How Far People Drive. In 2011, the average car in the United States was driven 13.5 thousand miles, as reported by the Federal Highway Administration in Highway Statistics. On the WeissStats site, we provide last year's distance driven, in thousands of miles, by each of 500 randomly selected cars. Use the technology of your choice to do the following.

a. Obtain a normal probability plot and histogram of the data.

b. Based on your results from part (a), can you reasonably apply the one-mean t-test to the data? Explain your reasoning.

c. At the 5 % significance level, do the data provide sufficient evidence to conclude that the mean distance driven last year differs from that in 2011?

Short answer

The significance level is $\alpha =0.05$

The P-value is $0.026$

Step-by-step solution

Subpart (a) Step 1: 

MINITAB is used to create the normal probability plot.

MINITAB procedure:

Step 1: Choose Graph > Probability Plot.

Step 2: Choose Single, and then click OK.

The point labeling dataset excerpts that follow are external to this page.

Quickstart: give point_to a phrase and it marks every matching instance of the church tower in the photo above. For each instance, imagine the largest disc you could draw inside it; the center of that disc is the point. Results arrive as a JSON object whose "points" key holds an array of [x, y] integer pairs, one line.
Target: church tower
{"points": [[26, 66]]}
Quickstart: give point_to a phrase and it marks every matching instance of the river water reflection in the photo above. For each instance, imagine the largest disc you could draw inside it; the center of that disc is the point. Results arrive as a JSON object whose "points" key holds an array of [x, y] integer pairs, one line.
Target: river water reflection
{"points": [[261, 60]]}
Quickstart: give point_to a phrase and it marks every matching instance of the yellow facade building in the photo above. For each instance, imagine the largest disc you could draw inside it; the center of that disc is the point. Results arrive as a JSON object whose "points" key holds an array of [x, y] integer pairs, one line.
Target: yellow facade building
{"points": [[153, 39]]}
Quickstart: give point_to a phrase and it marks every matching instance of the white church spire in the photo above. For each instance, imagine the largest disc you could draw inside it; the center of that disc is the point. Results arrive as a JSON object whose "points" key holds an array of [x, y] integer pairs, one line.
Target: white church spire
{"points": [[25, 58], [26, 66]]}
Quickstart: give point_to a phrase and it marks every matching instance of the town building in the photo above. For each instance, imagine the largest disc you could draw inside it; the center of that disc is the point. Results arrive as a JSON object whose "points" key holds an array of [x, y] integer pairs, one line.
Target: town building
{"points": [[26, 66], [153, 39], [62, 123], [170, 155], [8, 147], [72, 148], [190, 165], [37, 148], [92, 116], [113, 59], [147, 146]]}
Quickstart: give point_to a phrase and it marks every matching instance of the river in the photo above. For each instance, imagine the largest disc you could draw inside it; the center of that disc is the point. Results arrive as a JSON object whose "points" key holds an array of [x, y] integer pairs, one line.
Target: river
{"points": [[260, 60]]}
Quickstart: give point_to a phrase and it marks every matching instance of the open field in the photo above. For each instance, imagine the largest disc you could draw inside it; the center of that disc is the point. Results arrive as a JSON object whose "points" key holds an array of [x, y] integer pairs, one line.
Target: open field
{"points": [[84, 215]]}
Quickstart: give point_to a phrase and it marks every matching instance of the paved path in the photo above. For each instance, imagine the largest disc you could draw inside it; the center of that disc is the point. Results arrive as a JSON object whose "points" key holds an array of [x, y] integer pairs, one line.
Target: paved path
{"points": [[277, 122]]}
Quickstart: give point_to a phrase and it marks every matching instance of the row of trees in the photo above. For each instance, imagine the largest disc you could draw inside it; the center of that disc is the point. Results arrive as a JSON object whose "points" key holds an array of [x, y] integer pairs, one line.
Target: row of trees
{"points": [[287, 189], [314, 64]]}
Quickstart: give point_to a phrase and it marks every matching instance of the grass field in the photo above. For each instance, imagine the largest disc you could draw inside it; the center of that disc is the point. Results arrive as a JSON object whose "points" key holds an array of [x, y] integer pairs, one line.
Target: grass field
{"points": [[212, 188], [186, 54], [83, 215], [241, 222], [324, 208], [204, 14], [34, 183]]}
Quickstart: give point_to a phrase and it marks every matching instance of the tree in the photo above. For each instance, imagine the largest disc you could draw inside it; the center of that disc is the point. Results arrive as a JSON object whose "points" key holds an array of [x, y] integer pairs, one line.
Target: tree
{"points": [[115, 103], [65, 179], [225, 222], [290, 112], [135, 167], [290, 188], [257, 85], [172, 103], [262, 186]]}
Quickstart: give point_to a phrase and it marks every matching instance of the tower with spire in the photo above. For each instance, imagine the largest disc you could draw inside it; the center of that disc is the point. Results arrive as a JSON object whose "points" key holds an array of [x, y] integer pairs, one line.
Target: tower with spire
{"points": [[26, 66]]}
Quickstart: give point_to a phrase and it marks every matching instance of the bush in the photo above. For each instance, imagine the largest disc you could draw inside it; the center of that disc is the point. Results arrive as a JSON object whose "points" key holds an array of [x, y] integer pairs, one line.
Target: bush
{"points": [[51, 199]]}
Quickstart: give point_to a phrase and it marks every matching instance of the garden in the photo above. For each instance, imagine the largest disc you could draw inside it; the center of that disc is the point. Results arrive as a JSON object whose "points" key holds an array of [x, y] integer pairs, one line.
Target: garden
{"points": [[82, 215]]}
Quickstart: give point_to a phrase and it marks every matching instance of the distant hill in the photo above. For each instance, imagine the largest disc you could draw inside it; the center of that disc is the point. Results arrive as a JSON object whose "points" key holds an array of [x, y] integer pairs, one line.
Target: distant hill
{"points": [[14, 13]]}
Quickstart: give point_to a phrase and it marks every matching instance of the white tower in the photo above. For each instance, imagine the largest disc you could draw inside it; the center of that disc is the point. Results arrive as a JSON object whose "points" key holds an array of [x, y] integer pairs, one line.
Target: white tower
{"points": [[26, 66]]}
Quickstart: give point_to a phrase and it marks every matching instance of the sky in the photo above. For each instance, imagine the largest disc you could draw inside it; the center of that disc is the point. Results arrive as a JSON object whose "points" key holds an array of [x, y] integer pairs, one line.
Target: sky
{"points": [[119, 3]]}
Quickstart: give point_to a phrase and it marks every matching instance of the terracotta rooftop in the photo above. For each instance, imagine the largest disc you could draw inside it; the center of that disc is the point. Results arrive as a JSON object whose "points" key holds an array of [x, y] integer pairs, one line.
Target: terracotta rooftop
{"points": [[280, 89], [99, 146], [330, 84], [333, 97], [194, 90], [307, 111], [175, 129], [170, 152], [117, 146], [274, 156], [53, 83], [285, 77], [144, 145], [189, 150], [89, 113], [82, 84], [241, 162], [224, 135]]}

Step 3: In Graph variables, enter the column ofDISTANCE.

Step 4: Click OK.

Subpart (a) Step 2: MINITAB output

Subpart (a) Step 3: 

MINITAB is used to create the histogram.

MINITAB procedure:

Step 1: Choose Graph > Histogram.

Step 2: After choosing Simple, click OK.

Step 3: In Graph variables, enter the corresponding column of DISTANCE.

Step 4: Click OK.

MINITAB output:

Subpart (b) Step 1:

Conditions to use of the one mean t-test procedure are given below:

Small Sample size:

- The population is divided into samples at random.

- Population follows normal distribution or the sample size is larger.

- The standard deviation is unknown.

Explanation:

The sample is drawn from the entire population, and the sample size is rather huge. Furthermore, the data has a considerable number of outliers, indicating that there is some caution in the data. As a result, the single mean t-test technique is appropriate. When outliers are eliminated, the single mean t-test technique becomes more accurate.

Subpart (c) Step 1:

Examine the data to see if there is enough information to establish that the average distance traveled last year varies from the average distance driven in 2011.

State the null and alternative hypothesis:

Null hypothesis:

$H_0:\mu =13.5$

That is, the data does not provide sufficient evidence to conclude that the mean distance driven last year differs from that in 2011 .

Another possibility:

$H_a:\mu \ne 13.5$

That is, the facts are adequate to determine that the average distance traveled last year varies from the average distance driven in 2011.

Decide a significance level

The significance level is, in this case. $\alpha =0.05$.

Subpart (c) Step 2:

MINITAB may be used to calculate the test statistic and P-value.

Procedure for MINITAB:

Step 1: Select Stat > Basic Statistics > 1-Sample t from the drop-down menu.

Step 2: In Samples in Column, enter the column of DISTANCE.

Step 3: In Perform hypothesis test, enter the test mean as 13.5.

Step 4: Go to Options and choose Confidence Level 95.

Step 5: In the alternative, choose not equal.

Step 6: In all dialogue boxes, click OK.

MINITAB output:

One-Sample T: DISTANCE

Test of mu $=13.5$vs not $=13.5$

Variable	N	Mean	StDev	SE Mean	95% CI	T	P
Distance	500	12.902	6.002	0.268	(12.375, 13.429)	-2.23	0.026

From the MINITAB output,

The value of test statistic is $-2.23$

The P-value is $0.026$

Definition

If $P\le \alpha$, then reject the null hypothesis.

Here, the P-value is 0.026 which is less than the level of significance. That is,

$P(=0.026)<\alpha (=0.05)\text{.}$

Therefore, the null hypothesis is rejected at 5% level.

Thus, it can be conclude that the test results are statistically significant at 5 % level of significance.

Interpretation:

As a result, the statistics are adequate to determine that the average distance driven last year varies from that of 2011.